Les conséquences peuvent s’avérer désastreuses lorsqu’une entreprise ne s’attaque pas avec authenticité au déficit de compétences de ses cadres :

  • Un dirigeant qui ne voit pas au-delà de l’ordinaire, incapable de trouver de nouvelles avenues et d’entrevoir le potentiel extraordinaire.
  • Un visionnaire qui n’est pas attentif aux résultats nets.
  • Un stratège incapable de livrer des plans qui se traduisent par des actions.
  • Un dirigeant d’entreprise ou un chef de l’exploitation incapable de diriger le changement.
  • Un cadre qui n’a pas l’intelligence émotionnelle requise pour assurer une bonne gestion, et qui perd des employés clés.

Dans certains cas, ces déficiences peuvent être fatales.

Les entreprises les plus florissantes prospèrent depuis plusieurs générations grâce à l’innovation; elles sont guidées par des dirigeants forts, perspicaces et accomplis.

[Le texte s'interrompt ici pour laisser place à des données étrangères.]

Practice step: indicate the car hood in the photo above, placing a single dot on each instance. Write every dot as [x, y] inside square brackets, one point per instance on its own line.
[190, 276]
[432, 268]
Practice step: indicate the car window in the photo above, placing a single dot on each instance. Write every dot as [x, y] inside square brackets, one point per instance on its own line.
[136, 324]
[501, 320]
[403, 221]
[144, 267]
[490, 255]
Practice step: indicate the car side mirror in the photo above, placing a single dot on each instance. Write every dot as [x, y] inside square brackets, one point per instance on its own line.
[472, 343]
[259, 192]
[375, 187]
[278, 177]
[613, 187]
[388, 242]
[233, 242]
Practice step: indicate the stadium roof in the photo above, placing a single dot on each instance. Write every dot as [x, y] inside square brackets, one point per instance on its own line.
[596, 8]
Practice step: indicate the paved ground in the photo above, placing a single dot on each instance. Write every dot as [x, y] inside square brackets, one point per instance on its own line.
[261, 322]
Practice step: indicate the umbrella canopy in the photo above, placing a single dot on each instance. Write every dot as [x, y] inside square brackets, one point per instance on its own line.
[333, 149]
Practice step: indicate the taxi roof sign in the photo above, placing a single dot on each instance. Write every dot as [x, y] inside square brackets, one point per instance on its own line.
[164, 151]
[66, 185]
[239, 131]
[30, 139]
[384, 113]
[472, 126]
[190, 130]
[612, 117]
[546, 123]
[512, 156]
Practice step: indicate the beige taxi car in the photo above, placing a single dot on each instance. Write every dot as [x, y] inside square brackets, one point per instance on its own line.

Elles savent qu’il est essentiel d’investir dans le développement du leadership (chez les cadres actuels et les nouveaux cadres) pour garantir leur avenir. Aujourd’hui, le coaching pour cadres et dirigeants est reconnu comme une facette clé du développement du leadership. Les sociétés considèrent qu’il s’agit d’un investissement crucial pour la haute direction. En encourageant l’excellence chez leurs grands dirigeants, les sociétés comprennent qu’elles alimentent ainsi la réussite de toute l’organisation. Le développement du leadership est l’un des investissements les plus importants à la portée des entreprises.

Votre entreprise investit-elle comme il se doit dans ses dirigeants pour être concurrentielle et prospérer dans une économie incertaine et volatile?